19. November 2017 | 21:00 Uhr

Nach der Wahl : Stormarn: Mehr Gewicht in Kiel

vom
Aus der Redaktion des Stormarner Tageblatt

In Hamberge und Hammor sollte sich auszahlen, dass der Kreis mit sechs Abgeordneten und einem Minister vertreten ist.

von
erstellt am 05.Jul.2017 | 06:00 Uhr

Im neuen Landtag und der Landesregierung ist Stormarn so gut vertreten wie seit Jahrzehnten nicht mehr. Es ist nicht nur die Zahl von sechs Abgeordnete, sondern auch ihre Funktionen, die auf mehr Stormarner Gewicht in Kiel hoffen lassen. Tobias Koch aus Ahrensburg ist neuer Vorsitzender der CDU-Fraktion, Martin Habersaat (SPD) aus Reinbek und Anita Klahn (FPD) aus Bad Oldesloer sind stellvertretende Vorsitzende in ihren Fraktionen. Grüne Abgeordnete aus Stormarn gibt es nicht, aber die Landesvorsitzende Ruth Kastner aus Bargteheide gehört dem Koalitionsausschuss an. Und mit dem Ahrensburger FDP-Mann Bernd Buchholz als Wirtschaftsminister ist Stormarn auch in der Regierung vertreten.

„Das lässt natürlich insbesondere für Themen hoffen, die uns am Herzen liegen, zum Beispiel die Verkehrsentwicklung“, sagt Tobias Koch, der seine Ämter als Stadtverordneter und Fraktionsvorsitzender in Ahrensburg aufgegeben hat, um sich voll auf seine neue Aufgabe in Kiel zu konzentrieren.

„Ich freue mich natürlich, dass Stormarn so prominent im Landtag und auch in der Regierung vertreten ist. Unsere Themen hatten wir schon vor der Wahl deutlich gemacht, waren mit all den Personen im Dialog und haben überall offene Ohren gefunden. Deshalb erwarte ich, dass nun auch tatsächlich etwas für Stormarn getan wird“, sagt Landrat Henning Görtz.

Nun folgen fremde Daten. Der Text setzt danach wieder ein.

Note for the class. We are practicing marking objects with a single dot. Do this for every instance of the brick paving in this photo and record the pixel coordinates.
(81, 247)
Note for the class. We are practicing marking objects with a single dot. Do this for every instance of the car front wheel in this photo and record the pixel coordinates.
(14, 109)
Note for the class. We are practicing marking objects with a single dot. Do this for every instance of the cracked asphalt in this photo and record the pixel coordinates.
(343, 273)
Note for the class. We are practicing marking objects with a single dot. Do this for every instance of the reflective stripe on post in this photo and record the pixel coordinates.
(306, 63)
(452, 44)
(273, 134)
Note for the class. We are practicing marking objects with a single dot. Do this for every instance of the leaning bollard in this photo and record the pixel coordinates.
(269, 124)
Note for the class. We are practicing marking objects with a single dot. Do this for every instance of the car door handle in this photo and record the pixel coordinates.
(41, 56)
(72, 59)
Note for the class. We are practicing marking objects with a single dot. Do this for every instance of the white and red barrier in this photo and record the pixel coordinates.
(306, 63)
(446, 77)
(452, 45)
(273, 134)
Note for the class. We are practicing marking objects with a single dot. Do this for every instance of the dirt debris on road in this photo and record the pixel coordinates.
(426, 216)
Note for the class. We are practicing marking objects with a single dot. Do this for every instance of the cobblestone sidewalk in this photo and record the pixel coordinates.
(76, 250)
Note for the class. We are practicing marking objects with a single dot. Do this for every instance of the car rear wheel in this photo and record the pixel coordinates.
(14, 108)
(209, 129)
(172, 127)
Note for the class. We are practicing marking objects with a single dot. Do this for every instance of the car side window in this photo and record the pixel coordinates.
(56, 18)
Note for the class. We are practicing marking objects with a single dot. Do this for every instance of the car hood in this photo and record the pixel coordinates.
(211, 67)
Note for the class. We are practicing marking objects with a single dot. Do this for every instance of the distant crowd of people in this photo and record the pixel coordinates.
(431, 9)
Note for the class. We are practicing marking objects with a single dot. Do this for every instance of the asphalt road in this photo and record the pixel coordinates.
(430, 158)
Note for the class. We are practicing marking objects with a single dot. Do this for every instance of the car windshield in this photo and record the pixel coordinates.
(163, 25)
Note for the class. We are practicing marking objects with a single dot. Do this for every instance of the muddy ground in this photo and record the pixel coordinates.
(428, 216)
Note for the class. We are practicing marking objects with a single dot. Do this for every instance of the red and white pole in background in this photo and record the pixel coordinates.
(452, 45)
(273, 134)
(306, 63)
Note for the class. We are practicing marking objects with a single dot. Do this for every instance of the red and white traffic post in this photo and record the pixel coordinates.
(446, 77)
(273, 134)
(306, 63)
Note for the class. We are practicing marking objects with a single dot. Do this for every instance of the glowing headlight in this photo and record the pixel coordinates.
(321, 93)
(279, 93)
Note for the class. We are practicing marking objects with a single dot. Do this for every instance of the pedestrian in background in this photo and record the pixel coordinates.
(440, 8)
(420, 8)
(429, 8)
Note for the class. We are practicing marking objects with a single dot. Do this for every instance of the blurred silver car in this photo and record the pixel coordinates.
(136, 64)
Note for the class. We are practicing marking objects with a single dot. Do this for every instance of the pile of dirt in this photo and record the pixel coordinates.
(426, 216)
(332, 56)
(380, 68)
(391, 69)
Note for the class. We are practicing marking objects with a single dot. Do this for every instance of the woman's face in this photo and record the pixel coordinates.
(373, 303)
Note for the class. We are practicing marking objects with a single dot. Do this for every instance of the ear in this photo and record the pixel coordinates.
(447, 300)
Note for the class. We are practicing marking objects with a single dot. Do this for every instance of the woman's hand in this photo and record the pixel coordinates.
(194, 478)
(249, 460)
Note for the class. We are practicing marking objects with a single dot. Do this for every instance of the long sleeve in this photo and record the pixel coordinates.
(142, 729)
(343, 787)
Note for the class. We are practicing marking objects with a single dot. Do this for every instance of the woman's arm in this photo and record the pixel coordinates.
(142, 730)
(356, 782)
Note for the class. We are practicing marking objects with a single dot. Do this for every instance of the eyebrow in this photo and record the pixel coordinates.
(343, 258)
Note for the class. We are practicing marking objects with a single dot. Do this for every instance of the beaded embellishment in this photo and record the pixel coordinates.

„Ich habe die Erwartung, dass die neue Regierung, vor allem CDU und FDP, das anpacken, was sie versprochen haben und die Projekte auch umgesetzt werden. Wir brauchen eine funktionierende Infrastruktur“, sagt Detlev Hinselman, Geschäftsführer der Wirtschafts- und Aufbaugesellschaft Stormarn (WAS).

Ganz oben auf Görtz’ Kieler Liste steht der Lärmschutz für Hamberge, der „zeitgleich mit dem E-Highway gebaut werden muss.“ Der Zeitplan ist eng. Bis Ende nächsten Jahres sollen die rechten Fahrspuren auf rund sechs Kilometern zwischen Reinfeld und Lübeck Stromleitungen bekommen. Bis zu fünf E-Lastwagen mit Stromabnehmern sollen dann zwischen Reinfeld und dem Lübecker Hafen pendeln. Die Kosten von rund 14 Millionen Euro trägt der Bund, Partner ist die Reinfelder Spedition Bode.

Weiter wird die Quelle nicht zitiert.